The JUNIOR SPECIALS fielded ten cars, including Neil Tivy moving on to a Bennett built car while Neil’s old car was in the hands of new boy Patrick Daly. The heats were very orderly with only one rerun needed. Daryl Culbert and Colin Linehan each won four races, with the other two wins going to James O’Riordan and Neil Tivy. Patrick Daly got his rear suspension knocked askew at the start of his first race, but was soon straightened out and was well on the pace to mark himself as one to watch next year. Patrick ended his first event by winning the B-final from Charlie Coffey. The A final didn’t get round the first corner before Tom Hayden was up and over, unfortunately just failing to make the restart. Daryl Culbert led all the way, successfully working round the scattered tyres on the pits bend, chased by Colin Linehan, James O’Riordan and Cillian Cusack. Behind the flying foursome, Sean Nugent came in fifth from Jack Brennan, with Neil Tivy pulling out.  Overall, the trophy winner was Daryl ahead of Colin, Cillian and James.


The LADIES were split into their All Ireland classes of 1-6 and 7-10. In the smaller class Sinead Tivy in her Class 2 Micra had the job of catching Jasmine Cusack’s Class 1 Mini. Every time in was close but Sinead managed it three times and Jasmine held on to win the other two heats.

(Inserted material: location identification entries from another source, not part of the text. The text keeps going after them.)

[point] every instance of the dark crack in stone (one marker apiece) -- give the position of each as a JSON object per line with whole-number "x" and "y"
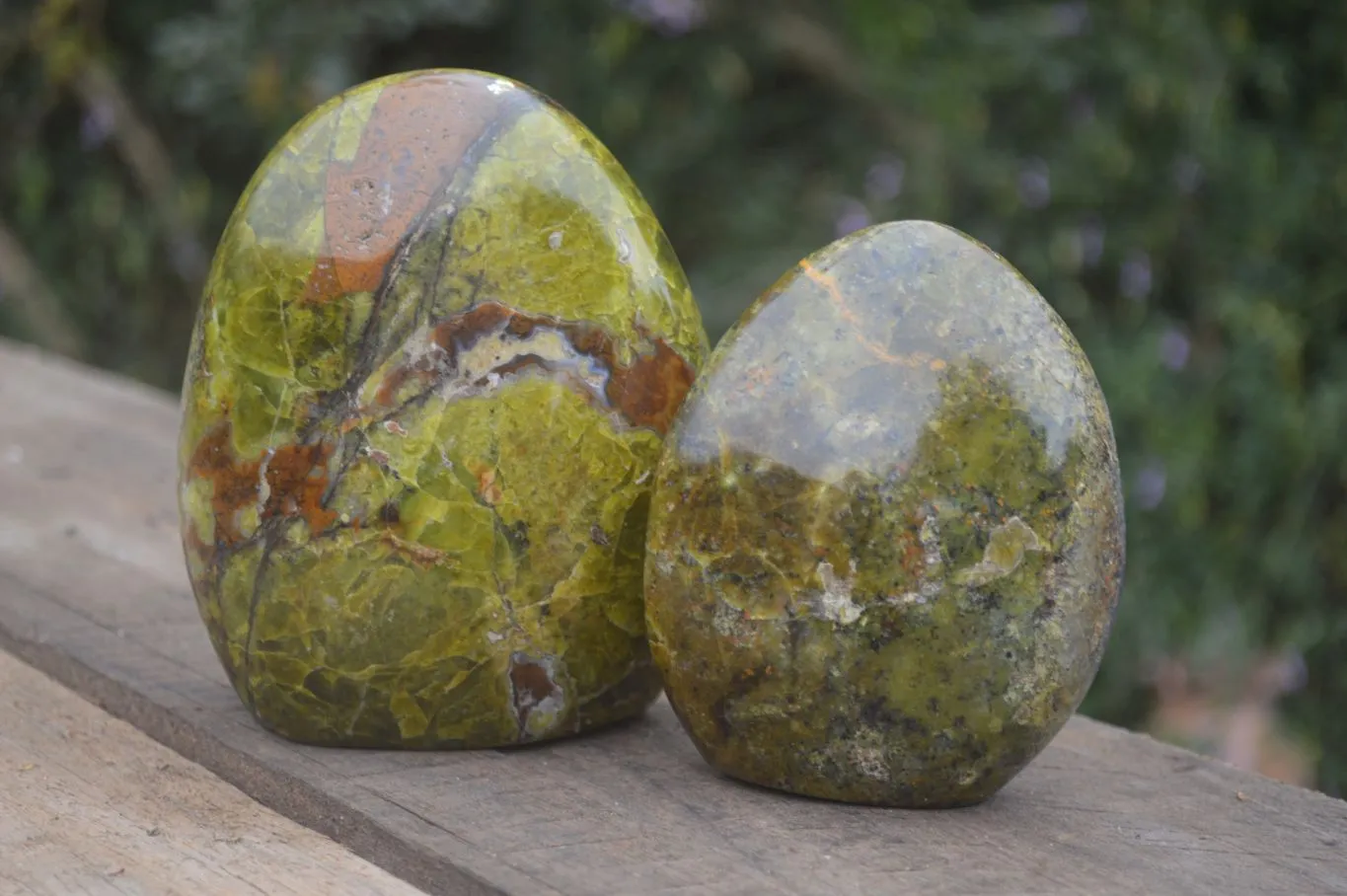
{"x": 438, "y": 350}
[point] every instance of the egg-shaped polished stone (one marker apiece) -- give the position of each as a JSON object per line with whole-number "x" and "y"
{"x": 886, "y": 537}
{"x": 439, "y": 346}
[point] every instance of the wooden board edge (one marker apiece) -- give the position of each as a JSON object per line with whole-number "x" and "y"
{"x": 273, "y": 788}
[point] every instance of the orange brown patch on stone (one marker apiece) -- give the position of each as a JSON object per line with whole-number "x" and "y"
{"x": 646, "y": 393}
{"x": 295, "y": 478}
{"x": 416, "y": 135}
{"x": 650, "y": 391}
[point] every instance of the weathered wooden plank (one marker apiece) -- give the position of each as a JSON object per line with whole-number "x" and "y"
{"x": 89, "y": 804}
{"x": 92, "y": 589}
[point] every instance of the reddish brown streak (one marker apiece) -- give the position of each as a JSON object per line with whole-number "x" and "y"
{"x": 645, "y": 393}
{"x": 296, "y": 478}
{"x": 407, "y": 154}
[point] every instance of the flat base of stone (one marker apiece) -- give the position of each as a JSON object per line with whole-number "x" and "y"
{"x": 431, "y": 747}
{"x": 878, "y": 800}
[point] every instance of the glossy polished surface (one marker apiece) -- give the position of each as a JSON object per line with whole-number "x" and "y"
{"x": 441, "y": 343}
{"x": 886, "y": 538}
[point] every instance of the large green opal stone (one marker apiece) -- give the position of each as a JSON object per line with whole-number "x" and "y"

With a couple of extra laps in the final Sinead took a more comfortable win from Jasmine, while third was Siobhán O’Sullivan, driving very well in her first event with a Class 1 Micra.


Two Class 7s were matched against five Specials in the other section, although Stephanie Davis never appeared in the Class 9 and Louise Browne only did the first heat. Nobody could catch Michaela Dance in Jake Williams’ Seicento in any of the heats, so the final was lined up with no handicap. This brought the Class 8s back into the game and Michelle Cusack held off Nicole O’Brien for the win, while Michaela spun out of third on the last lap. Chloe Sheehy’s Class 7 completed the finishers with Jenny Houlihan not starting the final. Overall, Michaela was still the winner, from Michelle and Nicole.


That just left the race everyone was here for – the DONAL O’BRIEN MEMORIAL cup race. Eleven of the potential seventeen qualifiers lined up and Shane Farrell set a good pace in his Class 1, ahead of the chasing Peter O’Grady, Sinead Tivy and Liam Eyre. Further back Jake Williamson’s class 7 was making the faster progress and Jake hit the front on lap 6 – just before the red flags came out as a tangle between Stephen O’Neill and Keith Kelly left Stephen’s Class 8 balancing on its rear end.


After much discussion it was agreed not to rerun the race with just a couple of laps to go – in any event Jake couldn’t have gone in a rerun with his ferry to catch. Some thought the result should have been taken back a lap with Shane the winner, but there are no real rules for a race like this, where you’re only looking for one winner, so the man in front when the race was stopped got the cup and started his next race towards Rosslare (they made it!). Everyone else gathered in the evening sunshine for a more relaxed presentation of the trophies, to round off an excellent weekend for Mallow, a fitting tribute to Donal, and a success for the club’s new chairman, Daniel O’Keeffe, in his first major event at the helm.